Idemitsu operates 5,250 service stations, many under the Apollo brand.

==Petrochemical products==
Idemitsu Petrochemical runs two petrochemical plants in Chiba and Tokuyama. It produces a variety of basic chemicals supplied to chemical industries, in Japan and abroad. In Europe it markets through Idemitsu Chemicals Europe PLC. Basic chemicals produced includes olefins such as ethylene and propylene, and aromatics like benzene, para-xylene and styrene monomer. It is also a supplier of plastics for uses such as CD pressing and circuit boards. The two naphtha crackers can produce up to 997,000 tonnes of ethylene per year.

Lubricants, Idemitsu's first product is a major area. It also produces fluorescent materials for OLED displays. A joint venture with German company BASF, BASF Idemitsu Co. Ltd., produces 1,4-Butanediol for the Japanese market at Idemitsu's Chiba plant. Idemitsu also produces some medical drugs.

== Intellectual property ==
Following a 2009 cross-licensing agreement between LG Display Co., Ltd. and Idemitsu Kosan's OLED materials business, Idemitsu Kosan purchased a 32.73% stake in Global OLED Technology LLC in June 2010. For $100 million, LG purchased Kodak's organic light emitting diode business in December 2009 and created Global OLED Technology to administer and develop a portfolio of 2,200 patents based on Kodak research.

==Other energy sources==
- A subsidiary, Idemitsu Alaska Inc., held the original permit for the Wishbone Hill coal mine in south-central Alaska, from 1991 to 1995. The permit is currently held by Usibelli Coal Mine, Inc.
- The company owns four coal mines in Australia producing 10 million tons per year.
- It participates in a uranium mine development in Cigar Lake Mine in Canada.
- Idemitsu is working on geothermal power in Ōita Prefecture, Japan. The plant will use a binary power generation system that produces electricity from both the steam with a regular turbine and from hot water by vaporizing pentane which then drives a turbine.
- Together with Mitsubishi Corporation, Idemitsu plans to mass-produce biofuel from non food crops, using a method developed by Honda and the Research Institute of Innovative Technology for the Earth for converting rice straw and weeds to ethanol fuel. The factory will likely be placed in North America, China or Southeast Asia, where the raw materials are available for a low price.
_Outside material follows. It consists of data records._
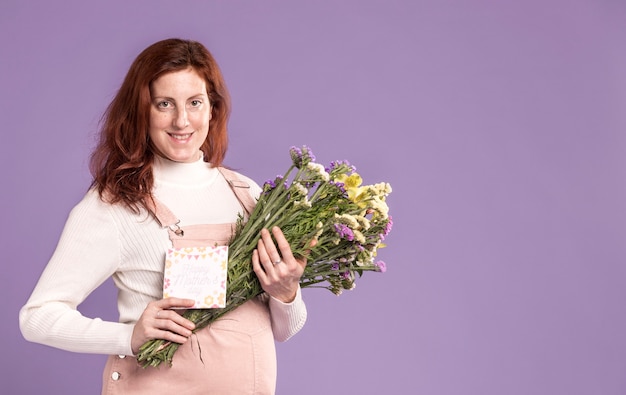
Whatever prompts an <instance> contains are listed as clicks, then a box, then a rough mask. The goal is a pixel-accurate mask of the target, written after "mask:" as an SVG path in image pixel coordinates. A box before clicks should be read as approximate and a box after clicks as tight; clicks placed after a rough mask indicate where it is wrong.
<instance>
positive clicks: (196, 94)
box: [152, 93, 209, 101]
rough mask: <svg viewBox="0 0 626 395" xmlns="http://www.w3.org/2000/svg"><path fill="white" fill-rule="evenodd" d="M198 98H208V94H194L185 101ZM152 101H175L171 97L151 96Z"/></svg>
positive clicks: (201, 93)
mask: <svg viewBox="0 0 626 395" xmlns="http://www.w3.org/2000/svg"><path fill="white" fill-rule="evenodd" d="M198 97H203V98H205V97H206V98H208V97H209V94H208V93H198V94H195V95H193V96H189V97H188V98H187V99H186V100H189V99H195V98H198ZM152 99H153V100H155V99H162V100H163V99H164V100H169V101H176V100H174V98H173V97H170V96H158V95H155V96H152Z"/></svg>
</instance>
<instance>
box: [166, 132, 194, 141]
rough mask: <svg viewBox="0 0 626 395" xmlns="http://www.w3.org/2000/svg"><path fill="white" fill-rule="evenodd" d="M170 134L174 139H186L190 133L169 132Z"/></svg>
mask: <svg viewBox="0 0 626 395" xmlns="http://www.w3.org/2000/svg"><path fill="white" fill-rule="evenodd" d="M170 136H172V137H174V138H175V139H176V140H187V139H188V138H189V137H190V136H191V133H189V134H170Z"/></svg>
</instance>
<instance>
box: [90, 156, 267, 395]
mask: <svg viewBox="0 0 626 395" xmlns="http://www.w3.org/2000/svg"><path fill="white" fill-rule="evenodd" d="M220 172H221V173H222V174H223V175H224V177H226V180H227V181H228V183H229V185H230V186H231V189H232V190H233V192H234V193H235V195H236V196H237V199H238V200H239V202H240V203H241V205H242V207H243V208H244V210H245V211H246V212H247V213H250V212H251V211H252V209H253V207H254V204H255V202H254V200H253V199H252V197H251V196H250V194H249V192H248V190H247V189H248V188H247V186H243V185H242V183H241V182H240V181H238V180H237V178H236V175H235V174H234V173H233V172H231V171H229V170H227V169H224V168H220ZM153 211H154V212H155V214H156V217H157V219H158V221H159V222H160V223H161V225H162V226H163V227H164V228H167V229H168V232H169V236H170V240H171V241H172V244H173V247H174V248H184V247H191V246H199V247H202V246H214V245H215V244H216V243H217V245H227V244H228V240H229V238H230V237H231V232H232V229H234V224H215V225H191V226H186V227H184V228H183V229H182V230H183V232H184V233H183V234H182V235H179V234H177V232H176V231H178V229H177V225H176V224H177V222H178V219H177V218H176V217H175V216H174V215H173V214H172V213H171V211H170V210H169V209H168V208H167V207H165V206H164V205H163V204H162V203H160V202H158V201H155V210H153ZM173 229H174V230H173ZM178 233H181V232H180V231H178ZM200 353H202V355H200ZM275 387H276V349H275V346H274V336H273V333H272V327H271V320H270V314H269V308H268V306H267V303H265V302H263V301H262V300H261V299H260V298H255V299H253V300H250V301H248V302H246V303H244V304H243V305H242V306H240V307H238V308H237V309H235V310H233V311H231V312H230V313H228V314H226V315H225V316H223V317H222V318H220V319H219V320H217V321H215V322H214V323H212V324H211V325H209V326H208V327H206V328H203V329H201V330H199V331H197V332H196V333H195V334H194V335H192V336H191V337H190V339H189V340H188V341H187V342H186V343H185V344H183V345H182V346H180V347H179V348H178V350H177V351H176V353H175V354H174V358H173V362H172V366H168V365H167V364H162V365H160V366H159V367H156V368H155V367H147V368H142V367H141V366H139V364H138V363H137V360H136V359H135V358H134V357H131V356H123V355H121V356H109V358H108V360H107V364H106V367H105V369H104V372H103V387H102V394H103V395H104V394H107V395H112V394H123V395H132V394H150V395H158V394H175V395H200V394H203V395H205V394H216V395H229V394H273V393H274V391H275Z"/></svg>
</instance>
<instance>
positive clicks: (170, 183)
mask: <svg viewBox="0 0 626 395" xmlns="http://www.w3.org/2000/svg"><path fill="white" fill-rule="evenodd" d="M153 174H154V180H155V181H156V182H158V183H166V184H177V185H181V186H183V185H188V186H200V185H202V184H209V183H211V181H212V180H213V178H214V177H215V176H217V169H215V168H213V167H211V164H210V163H207V162H205V161H204V156H203V155H202V153H201V154H200V158H199V159H198V160H197V161H195V162H174V161H171V160H169V159H167V158H163V157H161V156H158V155H155V157H154V166H153Z"/></svg>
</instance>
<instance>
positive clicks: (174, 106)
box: [149, 68, 211, 162]
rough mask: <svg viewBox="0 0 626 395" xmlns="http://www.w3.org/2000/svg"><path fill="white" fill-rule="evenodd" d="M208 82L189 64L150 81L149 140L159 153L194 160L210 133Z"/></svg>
mask: <svg viewBox="0 0 626 395" xmlns="http://www.w3.org/2000/svg"><path fill="white" fill-rule="evenodd" d="M206 92H207V89H206V83H205V81H204V80H203V79H202V78H200V76H199V75H198V73H197V72H196V71H195V70H193V69H191V68H189V69H186V70H182V71H176V72H172V73H167V74H164V75H162V76H161V77H159V78H157V79H156V80H155V81H154V82H152V84H150V95H151V96H152V106H151V107H150V131H149V135H150V141H151V142H152V144H153V145H154V147H153V149H154V151H155V152H156V153H158V154H159V155H161V156H163V157H165V158H167V159H170V160H173V161H175V162H193V161H196V160H198V159H199V157H200V147H201V146H202V144H203V143H204V141H205V140H206V138H207V135H208V134H209V121H210V120H211V103H210V102H209V97H208V95H207V93H206Z"/></svg>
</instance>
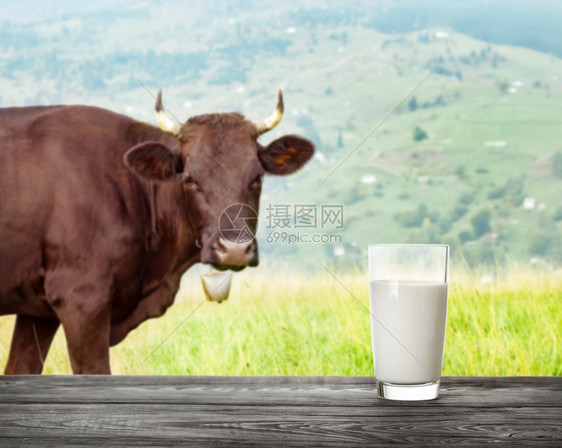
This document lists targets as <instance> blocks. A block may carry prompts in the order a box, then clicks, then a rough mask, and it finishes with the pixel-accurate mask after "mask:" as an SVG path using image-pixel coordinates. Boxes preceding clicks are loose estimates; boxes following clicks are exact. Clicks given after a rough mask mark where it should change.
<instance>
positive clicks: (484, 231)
mask: <svg viewBox="0 0 562 448" xmlns="http://www.w3.org/2000/svg"><path fill="white" fill-rule="evenodd" d="M491 215H492V214H491V213H490V210H488V209H487V208H484V209H482V210H480V211H479V212H478V213H476V215H474V216H473V217H472V219H471V220H470V223H471V224H472V230H473V232H474V236H475V237H476V238H480V237H481V236H482V235H484V234H485V233H487V232H489V231H490V230H491V227H490V218H491Z"/></svg>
==Advertisement and sponsorship==
- Idemitsu Museum of Arts, two art museums, in Tokyo and Moji, where Idemitsu & Co. was started.
- Idemitsu Music prize (出光音楽賞, )
- Idemitsu Ihatove Trial (出光イーハトーブトライアル, ), a motorcycle trial
- Ultra Idemitsujin, Ultraman characters used in TV commercials.
- LCR Honda Idemitsu, competing in the MotoGP class of motorcycle racing.